Naja, pech gehad.. Maar de kopers een beetje geluk :Smile:  :Wink:

----------


## test12

> citaat:_Geplaatst door giserke_
> 
> is die ADA8000 dan zo slecht?



Helemaal niet, maar het is een Behringer.

Ik heb nog wel een gebruiks tip.
Wij hebben 3 stuks samen met 3 stuks DEQ 2496 in een rack samen gebouwd. Dan is het wel aan te raden om goed te ventileren. Zeker als het setje ook nog eens op een aggregaat draait met een voedings spanning van tegen de 240 V aan en bij een hoge omgevings temperatuur.
Dus bij inbouwen hou de temperatuur in de gaten en neem zonodig maatregelen. 
Maar dit zijn condities waar niet alleen Behringer het moeilijk heeft.

gr.
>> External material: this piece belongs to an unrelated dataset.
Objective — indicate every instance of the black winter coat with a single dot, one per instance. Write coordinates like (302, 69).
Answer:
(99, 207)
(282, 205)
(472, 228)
Herman

----------


## Pieter Huijgen

> citaat:_Geplaatst door test12_
> 
> 
> 
> 
> 
> 
> 			
> 				citaat:_Geplaatst door giserke_
> ...



Wat wil je daar mee zeggen? Ik zie internationale theatergezelschappen binnenkomen met een DM2000 of 02R met ADAT kaarten en die behringer ADA's als extra mic preamps.....
Niks mis mee, misschien een van de weinige behringer produkten die gewoon goed functioneren.

----------


## giserke

eenig nadeel dat ik zie, dat ze niet hoger dan 48.000hz werken 96.000hz vb.
Voor opname kan dat wel eens nadelig zijn.

----------


## test12

Het is zeker niet het enigste Behringer product waar wij goede ervaringen mee hebben (die goed werken). Ook met de DCX2496, DEQ2496, de DDX3216 en de DI100 hebben wij geen slechte ervaringen.
De DCX2496 z'n schoonheids foutje, als je hem ziet als speaker processor dan gebruik je hem om het speaker systeem recht te maken en daar hoort dan eigenlijk geen zaal en publiek bij en valt dat nadeel (korte signaal onderbreking onder bepaalde condities bij het inregelen)nog wel mee.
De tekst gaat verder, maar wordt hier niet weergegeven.